AN NH90 taking off from the deck of HMNZS CAN
AN NH90 taking off from the deck of HMNZS CANTERBURY in Suva, Fiji

3 March 2016

The New Zealand Defence Force’s (NZDF) humanitarian aid operation in cyclone-ravaged Fiji is now in full swing with the arrival this morning of multi-role vessel HMNZS CANTERBURY, close to 300 additional personnel to assist with the disaster recovery efforts and 106 more tonnes of emergency relief supplies.

“CANTERBURY will serve as the maritime base for the NZDF’s post-disaster recovery operations in Fiji’s northern outer islands,” said Colonel (COL) Glenn King, Commander of the task group that oversees the New Zealand government’s assistance to Fiji.

“We work to the Fiji Government’s priorities and their highest priority at the moment is to get food, water and shelter to the disaster-struck remote communities in the northern outlying islands.”

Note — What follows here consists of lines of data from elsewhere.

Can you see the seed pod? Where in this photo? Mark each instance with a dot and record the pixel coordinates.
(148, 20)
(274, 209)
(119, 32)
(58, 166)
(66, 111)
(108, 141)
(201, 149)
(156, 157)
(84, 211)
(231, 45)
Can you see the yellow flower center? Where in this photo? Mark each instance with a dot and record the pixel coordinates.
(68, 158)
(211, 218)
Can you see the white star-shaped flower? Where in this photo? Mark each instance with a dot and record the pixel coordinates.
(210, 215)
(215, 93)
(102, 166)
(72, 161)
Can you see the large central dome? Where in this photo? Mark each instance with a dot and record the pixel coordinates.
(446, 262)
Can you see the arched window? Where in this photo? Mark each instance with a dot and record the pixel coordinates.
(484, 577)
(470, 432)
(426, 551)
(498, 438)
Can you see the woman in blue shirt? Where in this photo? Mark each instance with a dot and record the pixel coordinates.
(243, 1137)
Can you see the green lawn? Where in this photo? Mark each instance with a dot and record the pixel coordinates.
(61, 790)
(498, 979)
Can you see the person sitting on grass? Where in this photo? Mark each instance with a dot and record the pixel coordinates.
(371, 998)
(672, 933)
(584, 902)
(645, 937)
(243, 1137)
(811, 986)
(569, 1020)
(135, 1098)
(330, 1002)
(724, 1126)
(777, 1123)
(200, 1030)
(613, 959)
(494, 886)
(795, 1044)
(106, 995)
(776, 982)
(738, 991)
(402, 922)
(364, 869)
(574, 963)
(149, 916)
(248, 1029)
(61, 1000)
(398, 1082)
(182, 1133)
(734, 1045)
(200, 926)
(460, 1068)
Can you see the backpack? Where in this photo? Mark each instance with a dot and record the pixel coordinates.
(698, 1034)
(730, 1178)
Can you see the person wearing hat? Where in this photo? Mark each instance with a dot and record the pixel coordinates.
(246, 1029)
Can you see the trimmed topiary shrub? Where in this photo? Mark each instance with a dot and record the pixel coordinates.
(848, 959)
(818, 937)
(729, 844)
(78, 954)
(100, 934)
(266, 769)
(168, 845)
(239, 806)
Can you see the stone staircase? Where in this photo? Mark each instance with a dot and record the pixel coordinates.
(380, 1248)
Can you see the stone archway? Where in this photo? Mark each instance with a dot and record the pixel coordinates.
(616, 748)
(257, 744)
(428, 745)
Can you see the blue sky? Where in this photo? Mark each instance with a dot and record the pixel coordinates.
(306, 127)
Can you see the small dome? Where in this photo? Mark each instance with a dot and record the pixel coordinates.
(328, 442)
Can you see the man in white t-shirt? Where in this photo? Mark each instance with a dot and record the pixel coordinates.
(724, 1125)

Commander (CDR) Simon Rooke, Commanding Officer of CANTERBURY, said the ship will sail this evening to the northern Lau group of islands after refuelling, disembarking  two Royal New Zealand Air Force NH90 multi-role helicopters, loading additional aid supplies funded by the NZ Aid programme and embarking 20 Fijian Army engineers and 20 staff from Fiji’s Ministry of Education who will assess the state of schools in the remote islands.

“The ship provides a highly capable platform for a humanitarian aid operation, as we demonstrated in Vanuatu last year. It is capable of producing up to 50,000 litres of drinking water per day and sustaining 366 people at sea for 30 days,” CDR Rooke said.

“The entire Ship’s company are eager to get out there, roll up our sleeves and help our Fijian neighbours.”

The NH90 helicopters, which are on their first operational deployment overseas, will help deliver essential aid supplies to cyclone-ravaged communities in Fiji’s northern islands.

“The range and lift capacity of the NH90 helicopters will enable us to deliver much-needed aid supplies to remote communities,” said Squadron Leader Ben Pryor, commander of the No.3 Squadron detachment.

CANTERBURY is loaded with aid supplies such as building materials, water storage tanks, food, water and medical supplies. It also carried one Seasprite helicopter, 45 vehicles, two landing craft and around 300 soldiers, naval personnel, aircrew, engineers and medical staff.

COL King said there was no end-date for the NZDF deployment to Fiji, citing that it is a matter for New Zealand’s Ministry of Foreign Affairs and Trade to decide in consultation with the government of Fiji.

“We have people on the ground working with the Republic of Fiji Military Forces in assessing the scale of the devastation caused by the cyclone, clearing roads and repairing schools and community buildings smashed by the powerful storm.”

Close to 500 combat engineers, soldiers, sailors and aircrew have been deployed for the humanitarian aid operation, making it one of the NZDF’s largest peacetime deployments to the Pacific.

The offshore patrol vessel HMNZS WELLINGTON sailed to the northern Lau on Sunday to deliver around 60 tonnes of aid supplies and identify beaches that will be suitable for CANTERBURY’s landing craft operations.